English had returned to New Zealand "a bit more positive than when he arrived" in China, said Key, with evidence of strong consumer spending and rising agricultural sector wages offset by weaker construction and manufacturing activity.
"There are always risks around the world - what matters is our own resilience," said Key. The 25 percent fall in the New Zealand exchange rate against the US dollar over the last year was "further and faster" than forecast in the Budget, just two months ago, and would help buffer falling dairy prices by improving returns to exporters in other sectors and to tourism operators, he said.
"The New Zealand economy is still growing at a respectable rate," he said. "We should back ourselves to meet these latest challenges."
Bank and corporate balance sheets were sound, household savings rates had improved and lower interest rates, expected this week from the Reserve Bank's regular six weekly review, were all sources of resilience, Key said.
He expected new lending restrictions on Auckland house prices and requirements from Oct. 1 that non-resident real estate purchasers have a tax number and local bank account, along with a new clearer rule that houses sold within two years would attract tax on any gains, would help settle the Auckland housing market, along with an anticipated surge in new builds.
However, Key was shaky on the detail of the new rules for foreign investors, saying they would identify individuals rather than numbers of property bought by individuals and that they would not be able to separate out New Zealanders living offshore buying houses back home and foreign investors seeking real estate in New Zealand.
The government would collect the information before deciding whether further action on foreign investment in real estate was warranted, citing the failure of the Australian ban on the purchase of all but new houses by foreign investors as indicating how difficult it was to impose effective restrictions.

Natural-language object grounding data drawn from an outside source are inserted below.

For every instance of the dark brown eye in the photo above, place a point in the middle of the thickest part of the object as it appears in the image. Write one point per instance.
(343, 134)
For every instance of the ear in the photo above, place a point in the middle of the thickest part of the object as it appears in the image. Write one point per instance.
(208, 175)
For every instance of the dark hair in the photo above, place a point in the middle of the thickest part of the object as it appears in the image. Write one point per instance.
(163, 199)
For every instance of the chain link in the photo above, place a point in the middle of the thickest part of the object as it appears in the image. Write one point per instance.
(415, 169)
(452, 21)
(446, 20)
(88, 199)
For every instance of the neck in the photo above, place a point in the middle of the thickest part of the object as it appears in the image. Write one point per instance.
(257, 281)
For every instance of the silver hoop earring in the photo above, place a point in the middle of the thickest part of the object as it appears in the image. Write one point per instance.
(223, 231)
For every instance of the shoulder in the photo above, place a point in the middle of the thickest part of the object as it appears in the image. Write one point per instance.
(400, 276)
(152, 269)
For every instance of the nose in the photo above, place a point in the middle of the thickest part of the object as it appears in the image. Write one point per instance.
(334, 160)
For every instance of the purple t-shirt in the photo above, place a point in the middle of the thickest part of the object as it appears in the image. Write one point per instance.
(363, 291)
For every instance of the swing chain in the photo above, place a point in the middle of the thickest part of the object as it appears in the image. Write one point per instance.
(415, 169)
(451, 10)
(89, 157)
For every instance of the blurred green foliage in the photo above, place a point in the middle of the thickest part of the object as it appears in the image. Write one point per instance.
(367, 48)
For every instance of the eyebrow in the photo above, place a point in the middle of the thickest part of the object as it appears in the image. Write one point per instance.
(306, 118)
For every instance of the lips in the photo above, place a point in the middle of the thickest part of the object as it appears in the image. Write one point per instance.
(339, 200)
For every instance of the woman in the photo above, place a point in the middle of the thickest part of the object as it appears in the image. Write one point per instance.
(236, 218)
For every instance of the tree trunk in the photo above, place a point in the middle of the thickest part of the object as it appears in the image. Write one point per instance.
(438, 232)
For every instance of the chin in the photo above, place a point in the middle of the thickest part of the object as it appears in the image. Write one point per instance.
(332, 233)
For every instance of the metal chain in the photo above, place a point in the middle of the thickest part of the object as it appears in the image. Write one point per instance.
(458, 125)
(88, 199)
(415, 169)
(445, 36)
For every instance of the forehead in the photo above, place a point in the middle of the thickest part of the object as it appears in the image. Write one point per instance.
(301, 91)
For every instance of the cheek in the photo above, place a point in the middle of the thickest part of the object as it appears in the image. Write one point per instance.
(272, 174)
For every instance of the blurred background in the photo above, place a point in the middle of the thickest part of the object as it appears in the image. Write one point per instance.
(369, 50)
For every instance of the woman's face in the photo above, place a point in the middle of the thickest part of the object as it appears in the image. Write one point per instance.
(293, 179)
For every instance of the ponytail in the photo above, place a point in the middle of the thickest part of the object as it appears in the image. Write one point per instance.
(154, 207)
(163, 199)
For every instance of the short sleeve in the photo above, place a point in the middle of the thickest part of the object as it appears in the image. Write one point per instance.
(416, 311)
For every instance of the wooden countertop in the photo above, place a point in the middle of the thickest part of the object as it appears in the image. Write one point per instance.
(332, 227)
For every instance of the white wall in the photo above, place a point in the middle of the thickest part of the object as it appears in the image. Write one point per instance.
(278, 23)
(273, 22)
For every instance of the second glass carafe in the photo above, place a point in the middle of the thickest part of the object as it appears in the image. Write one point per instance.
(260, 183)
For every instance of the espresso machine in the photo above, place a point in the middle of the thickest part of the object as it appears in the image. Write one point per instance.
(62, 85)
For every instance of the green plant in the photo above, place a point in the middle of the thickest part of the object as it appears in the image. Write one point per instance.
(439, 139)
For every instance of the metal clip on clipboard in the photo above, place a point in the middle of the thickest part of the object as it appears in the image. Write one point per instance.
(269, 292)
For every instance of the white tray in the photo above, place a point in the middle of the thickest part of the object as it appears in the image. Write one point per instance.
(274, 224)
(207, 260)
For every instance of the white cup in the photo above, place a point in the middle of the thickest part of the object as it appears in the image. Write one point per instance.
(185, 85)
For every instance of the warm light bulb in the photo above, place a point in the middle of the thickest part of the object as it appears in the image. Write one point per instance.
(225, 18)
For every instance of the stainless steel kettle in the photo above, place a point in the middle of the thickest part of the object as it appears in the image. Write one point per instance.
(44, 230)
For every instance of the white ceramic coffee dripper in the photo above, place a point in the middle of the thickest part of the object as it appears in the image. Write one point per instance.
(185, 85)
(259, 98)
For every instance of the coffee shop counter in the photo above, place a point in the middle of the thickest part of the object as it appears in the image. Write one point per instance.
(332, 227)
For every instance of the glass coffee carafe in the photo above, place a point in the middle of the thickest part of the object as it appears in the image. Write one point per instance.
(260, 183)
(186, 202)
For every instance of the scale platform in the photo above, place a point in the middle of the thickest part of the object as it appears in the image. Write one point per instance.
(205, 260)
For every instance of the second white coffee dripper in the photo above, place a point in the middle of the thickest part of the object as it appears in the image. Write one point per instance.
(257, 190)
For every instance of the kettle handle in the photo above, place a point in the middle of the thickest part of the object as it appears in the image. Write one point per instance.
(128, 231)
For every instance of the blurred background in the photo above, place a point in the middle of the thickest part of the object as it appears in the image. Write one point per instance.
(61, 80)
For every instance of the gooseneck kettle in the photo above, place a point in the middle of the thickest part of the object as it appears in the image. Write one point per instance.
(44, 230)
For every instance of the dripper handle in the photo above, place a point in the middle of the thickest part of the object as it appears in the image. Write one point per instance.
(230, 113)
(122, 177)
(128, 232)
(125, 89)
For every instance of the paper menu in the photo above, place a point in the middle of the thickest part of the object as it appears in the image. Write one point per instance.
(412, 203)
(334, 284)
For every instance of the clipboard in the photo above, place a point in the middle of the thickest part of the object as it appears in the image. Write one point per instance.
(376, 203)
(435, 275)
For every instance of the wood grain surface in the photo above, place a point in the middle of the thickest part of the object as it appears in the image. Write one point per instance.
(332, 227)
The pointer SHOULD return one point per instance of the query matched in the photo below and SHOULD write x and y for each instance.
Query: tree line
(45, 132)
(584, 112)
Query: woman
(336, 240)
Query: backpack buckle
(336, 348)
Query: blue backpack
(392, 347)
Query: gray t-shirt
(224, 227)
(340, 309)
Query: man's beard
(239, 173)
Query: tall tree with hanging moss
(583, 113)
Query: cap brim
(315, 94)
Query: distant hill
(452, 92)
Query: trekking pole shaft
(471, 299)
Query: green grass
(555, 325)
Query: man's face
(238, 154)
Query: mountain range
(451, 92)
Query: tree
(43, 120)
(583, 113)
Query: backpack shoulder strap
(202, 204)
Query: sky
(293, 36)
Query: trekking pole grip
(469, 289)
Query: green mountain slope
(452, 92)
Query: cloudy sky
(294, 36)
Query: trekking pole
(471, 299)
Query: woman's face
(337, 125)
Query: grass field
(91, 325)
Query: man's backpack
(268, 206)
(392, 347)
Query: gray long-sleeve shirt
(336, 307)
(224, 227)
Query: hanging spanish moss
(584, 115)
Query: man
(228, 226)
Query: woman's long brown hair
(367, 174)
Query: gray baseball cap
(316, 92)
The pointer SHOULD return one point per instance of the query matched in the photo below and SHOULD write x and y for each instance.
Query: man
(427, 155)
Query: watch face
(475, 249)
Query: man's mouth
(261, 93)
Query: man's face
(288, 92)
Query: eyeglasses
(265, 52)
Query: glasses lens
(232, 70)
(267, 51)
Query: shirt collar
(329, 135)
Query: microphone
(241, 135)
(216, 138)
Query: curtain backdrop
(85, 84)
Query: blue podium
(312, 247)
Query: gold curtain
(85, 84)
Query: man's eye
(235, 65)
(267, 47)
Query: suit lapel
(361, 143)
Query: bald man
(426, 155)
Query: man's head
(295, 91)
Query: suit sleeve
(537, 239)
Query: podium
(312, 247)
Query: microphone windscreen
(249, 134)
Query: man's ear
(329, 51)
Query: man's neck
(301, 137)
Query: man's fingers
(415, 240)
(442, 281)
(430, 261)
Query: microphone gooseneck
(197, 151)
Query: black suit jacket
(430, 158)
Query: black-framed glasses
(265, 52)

"People are interested in how much property is being sold," said Key. "Once they have a fix on that, they will have a sense of the scale of the issue."
The Treasury advised before the Budget that around 3 percent of New Zealand residential real estate is owned by foreign investors and Housing Minister Nick Smith put the figure at 1.2 percent in a weekend interview.
The government was "pragmatic" and had shown it was willing to act in areas of public concern, said Key.